Inhibitor screening focusing on the oligomerization state of amyloid aggregation

In a complete amyloid aggregation, monomeric peptides/proteins first form soluble oligomers, following by the formation of large pre-fibrillar and mature fibrillar structures. Both amyloid oligomers and fibrils were found to be toxic to human neural cells. Especially, for the cases of Aβ peptides and Tau protein in Alzheimer’s Disease (AD), soluble oligomers are the most toxic aggregated form. Therefore, identifying antagonists of Aβ/Tau oligomerization is a promising strategy in AD drug discovery. Traditional inhibitor screenings for amyloid aggregation have only focused on ligand-amyloid monomers/fibrils affinity and/or fibrillar formation, but not on the oligomerization process as it is a grant challenge to rational design inhibitors of a cellular process. In a recent work, we developed a novel virtual screening (VS) protocol for identification small molecules interfere with the amyloid oligomerization process. The hierarchical VS consisted of docking a ligand to representative oligomers and subsequently performing large-scale atomistic simulations to quantitatively investigate the ability of the ligand in interfering with amyloid oligomerization.
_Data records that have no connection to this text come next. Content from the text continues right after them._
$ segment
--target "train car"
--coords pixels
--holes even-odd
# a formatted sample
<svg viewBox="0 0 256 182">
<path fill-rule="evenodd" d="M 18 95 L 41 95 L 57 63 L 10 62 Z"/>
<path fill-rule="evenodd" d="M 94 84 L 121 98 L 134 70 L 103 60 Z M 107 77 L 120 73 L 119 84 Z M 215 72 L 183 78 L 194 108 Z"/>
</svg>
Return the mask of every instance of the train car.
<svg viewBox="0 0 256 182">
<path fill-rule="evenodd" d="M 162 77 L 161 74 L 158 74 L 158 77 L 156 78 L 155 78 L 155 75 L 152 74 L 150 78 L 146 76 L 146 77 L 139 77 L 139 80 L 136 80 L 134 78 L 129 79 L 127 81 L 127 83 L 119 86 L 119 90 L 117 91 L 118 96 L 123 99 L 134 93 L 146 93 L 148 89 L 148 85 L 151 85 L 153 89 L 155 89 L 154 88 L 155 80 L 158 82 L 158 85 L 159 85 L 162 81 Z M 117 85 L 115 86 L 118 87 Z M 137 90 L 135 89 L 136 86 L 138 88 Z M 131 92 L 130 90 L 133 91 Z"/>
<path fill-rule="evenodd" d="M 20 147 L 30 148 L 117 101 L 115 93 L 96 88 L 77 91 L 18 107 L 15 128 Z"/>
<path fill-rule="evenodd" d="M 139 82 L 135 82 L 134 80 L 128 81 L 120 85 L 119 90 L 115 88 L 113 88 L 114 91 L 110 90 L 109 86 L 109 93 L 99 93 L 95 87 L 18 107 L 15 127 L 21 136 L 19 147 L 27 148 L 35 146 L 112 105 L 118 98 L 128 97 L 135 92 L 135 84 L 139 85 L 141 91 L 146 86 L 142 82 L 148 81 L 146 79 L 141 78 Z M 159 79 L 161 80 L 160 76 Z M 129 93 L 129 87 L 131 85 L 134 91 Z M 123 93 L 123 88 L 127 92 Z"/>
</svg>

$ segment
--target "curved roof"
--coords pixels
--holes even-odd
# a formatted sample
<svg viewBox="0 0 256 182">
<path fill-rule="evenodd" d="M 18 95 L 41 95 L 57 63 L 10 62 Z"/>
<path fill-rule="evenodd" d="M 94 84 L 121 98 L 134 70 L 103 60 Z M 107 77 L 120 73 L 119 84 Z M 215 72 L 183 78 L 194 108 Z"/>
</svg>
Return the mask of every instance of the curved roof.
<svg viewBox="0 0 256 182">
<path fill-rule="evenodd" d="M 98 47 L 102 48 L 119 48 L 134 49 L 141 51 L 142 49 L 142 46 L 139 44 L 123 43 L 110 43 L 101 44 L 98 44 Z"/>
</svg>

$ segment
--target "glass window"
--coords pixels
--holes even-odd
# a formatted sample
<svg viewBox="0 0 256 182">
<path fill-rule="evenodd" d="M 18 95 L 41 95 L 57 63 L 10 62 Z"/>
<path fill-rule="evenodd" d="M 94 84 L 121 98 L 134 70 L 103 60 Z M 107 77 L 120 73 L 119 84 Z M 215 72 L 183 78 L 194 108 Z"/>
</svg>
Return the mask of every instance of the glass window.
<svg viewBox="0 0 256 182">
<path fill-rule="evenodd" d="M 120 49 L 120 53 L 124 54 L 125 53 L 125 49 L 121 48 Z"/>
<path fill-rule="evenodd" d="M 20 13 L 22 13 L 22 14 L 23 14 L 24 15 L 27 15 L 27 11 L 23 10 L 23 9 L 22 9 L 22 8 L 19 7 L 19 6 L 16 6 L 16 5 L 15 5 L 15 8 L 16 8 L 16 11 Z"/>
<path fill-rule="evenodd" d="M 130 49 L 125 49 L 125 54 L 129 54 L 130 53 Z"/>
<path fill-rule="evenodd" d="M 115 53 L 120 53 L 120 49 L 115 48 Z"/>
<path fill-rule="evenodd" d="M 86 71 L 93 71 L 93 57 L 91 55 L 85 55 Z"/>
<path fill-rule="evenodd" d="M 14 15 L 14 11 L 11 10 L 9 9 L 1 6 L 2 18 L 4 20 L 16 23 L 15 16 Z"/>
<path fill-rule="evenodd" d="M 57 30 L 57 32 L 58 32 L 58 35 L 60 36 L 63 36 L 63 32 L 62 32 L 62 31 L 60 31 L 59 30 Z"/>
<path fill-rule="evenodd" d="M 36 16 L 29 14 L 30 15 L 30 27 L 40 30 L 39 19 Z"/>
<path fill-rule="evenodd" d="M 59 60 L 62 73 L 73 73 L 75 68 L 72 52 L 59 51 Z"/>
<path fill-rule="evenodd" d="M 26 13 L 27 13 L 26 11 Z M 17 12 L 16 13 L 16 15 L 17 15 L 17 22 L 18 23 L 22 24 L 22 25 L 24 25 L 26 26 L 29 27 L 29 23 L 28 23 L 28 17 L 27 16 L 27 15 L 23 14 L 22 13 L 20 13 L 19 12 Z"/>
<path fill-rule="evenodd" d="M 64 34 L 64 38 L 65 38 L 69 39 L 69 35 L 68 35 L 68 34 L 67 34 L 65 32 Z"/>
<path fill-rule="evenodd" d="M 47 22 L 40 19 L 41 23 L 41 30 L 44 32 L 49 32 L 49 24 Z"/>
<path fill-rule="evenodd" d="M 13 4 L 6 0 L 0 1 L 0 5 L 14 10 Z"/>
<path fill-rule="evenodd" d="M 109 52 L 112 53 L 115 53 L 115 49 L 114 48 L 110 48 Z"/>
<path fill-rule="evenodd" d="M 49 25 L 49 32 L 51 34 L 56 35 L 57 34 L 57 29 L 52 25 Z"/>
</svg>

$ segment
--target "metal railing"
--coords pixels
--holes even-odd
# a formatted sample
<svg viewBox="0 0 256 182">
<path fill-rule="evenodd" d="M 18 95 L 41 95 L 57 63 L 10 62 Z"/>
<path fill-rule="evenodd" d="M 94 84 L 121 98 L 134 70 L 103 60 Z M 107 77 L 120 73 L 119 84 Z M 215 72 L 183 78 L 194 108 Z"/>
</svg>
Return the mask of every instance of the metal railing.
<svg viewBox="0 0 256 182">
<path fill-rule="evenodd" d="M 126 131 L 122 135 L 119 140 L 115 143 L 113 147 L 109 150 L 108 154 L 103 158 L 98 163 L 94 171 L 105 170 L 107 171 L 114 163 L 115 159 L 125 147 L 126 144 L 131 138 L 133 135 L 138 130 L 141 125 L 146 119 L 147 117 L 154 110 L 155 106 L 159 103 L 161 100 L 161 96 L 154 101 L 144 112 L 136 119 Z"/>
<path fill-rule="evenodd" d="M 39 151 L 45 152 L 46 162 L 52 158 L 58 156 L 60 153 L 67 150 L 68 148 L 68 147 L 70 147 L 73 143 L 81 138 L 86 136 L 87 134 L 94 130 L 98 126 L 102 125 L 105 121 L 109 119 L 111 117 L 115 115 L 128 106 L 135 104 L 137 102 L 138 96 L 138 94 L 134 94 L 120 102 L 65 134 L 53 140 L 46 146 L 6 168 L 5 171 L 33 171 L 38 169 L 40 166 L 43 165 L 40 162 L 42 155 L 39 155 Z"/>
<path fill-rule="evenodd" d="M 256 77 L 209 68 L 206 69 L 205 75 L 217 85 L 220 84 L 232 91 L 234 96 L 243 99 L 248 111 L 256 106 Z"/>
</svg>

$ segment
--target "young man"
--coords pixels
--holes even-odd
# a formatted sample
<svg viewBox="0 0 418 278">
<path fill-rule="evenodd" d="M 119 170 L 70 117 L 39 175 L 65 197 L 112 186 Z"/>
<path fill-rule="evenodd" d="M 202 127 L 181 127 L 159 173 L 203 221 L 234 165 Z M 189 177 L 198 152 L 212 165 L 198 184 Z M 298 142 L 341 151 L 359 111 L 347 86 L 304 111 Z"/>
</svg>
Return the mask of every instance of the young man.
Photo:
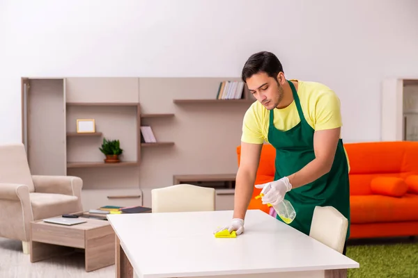
<svg viewBox="0 0 418 278">
<path fill-rule="evenodd" d="M 319 83 L 286 80 L 279 59 L 266 51 L 249 57 L 242 79 L 257 101 L 244 116 L 234 213 L 226 228 L 244 231 L 264 141 L 276 149 L 276 172 L 274 181 L 255 185 L 263 188 L 263 204 L 290 201 L 296 218 L 289 224 L 306 234 L 316 206 L 334 206 L 350 222 L 349 165 L 336 95 Z M 349 231 L 350 225 L 346 238 Z"/>
</svg>

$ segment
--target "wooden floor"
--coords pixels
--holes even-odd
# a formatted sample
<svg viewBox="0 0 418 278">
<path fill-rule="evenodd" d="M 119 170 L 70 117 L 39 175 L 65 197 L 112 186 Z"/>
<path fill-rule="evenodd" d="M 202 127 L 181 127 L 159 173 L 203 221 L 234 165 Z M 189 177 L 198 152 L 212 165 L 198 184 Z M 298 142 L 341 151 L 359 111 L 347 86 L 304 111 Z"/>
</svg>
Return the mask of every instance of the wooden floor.
<svg viewBox="0 0 418 278">
<path fill-rule="evenodd" d="M 0 238 L 0 277 L 1 278 L 114 278 L 114 265 L 86 272 L 84 253 L 76 252 L 59 258 L 31 263 L 23 254 L 22 242 Z"/>
</svg>

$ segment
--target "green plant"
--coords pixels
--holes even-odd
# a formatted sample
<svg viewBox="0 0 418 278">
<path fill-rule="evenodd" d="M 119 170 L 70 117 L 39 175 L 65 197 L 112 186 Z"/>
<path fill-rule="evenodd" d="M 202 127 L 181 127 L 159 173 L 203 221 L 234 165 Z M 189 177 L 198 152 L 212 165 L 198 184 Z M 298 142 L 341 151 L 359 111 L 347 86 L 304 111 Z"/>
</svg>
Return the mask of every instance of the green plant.
<svg viewBox="0 0 418 278">
<path fill-rule="evenodd" d="M 121 149 L 121 143 L 118 140 L 109 140 L 103 138 L 102 147 L 100 147 L 99 149 L 106 156 L 114 154 L 119 155 L 122 154 L 123 152 L 123 149 Z"/>
</svg>

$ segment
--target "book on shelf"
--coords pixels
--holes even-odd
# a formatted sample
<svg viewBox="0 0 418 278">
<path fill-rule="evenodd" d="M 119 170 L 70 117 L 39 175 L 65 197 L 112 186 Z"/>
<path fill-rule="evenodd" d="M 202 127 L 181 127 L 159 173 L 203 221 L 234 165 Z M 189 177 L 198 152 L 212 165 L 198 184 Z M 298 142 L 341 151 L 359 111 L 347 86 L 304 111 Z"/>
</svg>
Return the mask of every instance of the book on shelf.
<svg viewBox="0 0 418 278">
<path fill-rule="evenodd" d="M 243 97 L 244 81 L 225 81 L 221 82 L 217 99 L 240 99 Z"/>
<path fill-rule="evenodd" d="M 142 143 L 155 143 L 157 139 L 154 136 L 153 129 L 150 126 L 141 126 L 141 142 Z"/>
</svg>

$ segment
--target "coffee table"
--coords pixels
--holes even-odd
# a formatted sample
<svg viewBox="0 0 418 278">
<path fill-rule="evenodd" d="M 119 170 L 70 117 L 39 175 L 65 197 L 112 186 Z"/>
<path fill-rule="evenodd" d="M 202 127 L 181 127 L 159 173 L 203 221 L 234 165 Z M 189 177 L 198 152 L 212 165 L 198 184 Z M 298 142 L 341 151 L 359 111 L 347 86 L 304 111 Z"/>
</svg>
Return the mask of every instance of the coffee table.
<svg viewBox="0 0 418 278">
<path fill-rule="evenodd" d="M 77 214 L 87 216 L 86 212 Z M 102 215 L 101 215 L 102 217 Z M 73 226 L 31 222 L 31 262 L 45 260 L 72 252 L 84 250 L 86 271 L 115 263 L 115 234 L 107 220 L 84 218 L 86 223 Z"/>
</svg>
We tested the screening protocol using known inhibitors of Aβ and Tau peptides, and the results were consistent with the experimental findings. Thus, we have developed an effective computational protocol to identify the true inhibitors of a cellular process like oligomerization. Additionally, this computational protocol could reveal the molecular mechanism and kinetics of the oligomerization process with/without an inhibitor. A large-scale VS on a subset of ZINC database, which collects commercially-available highly druglike compounds, is ongoing for Tau peptides. We expect to identify a series of inhibitors of Tau oligomerization prior to compound acquisition and Tau-seeding screening.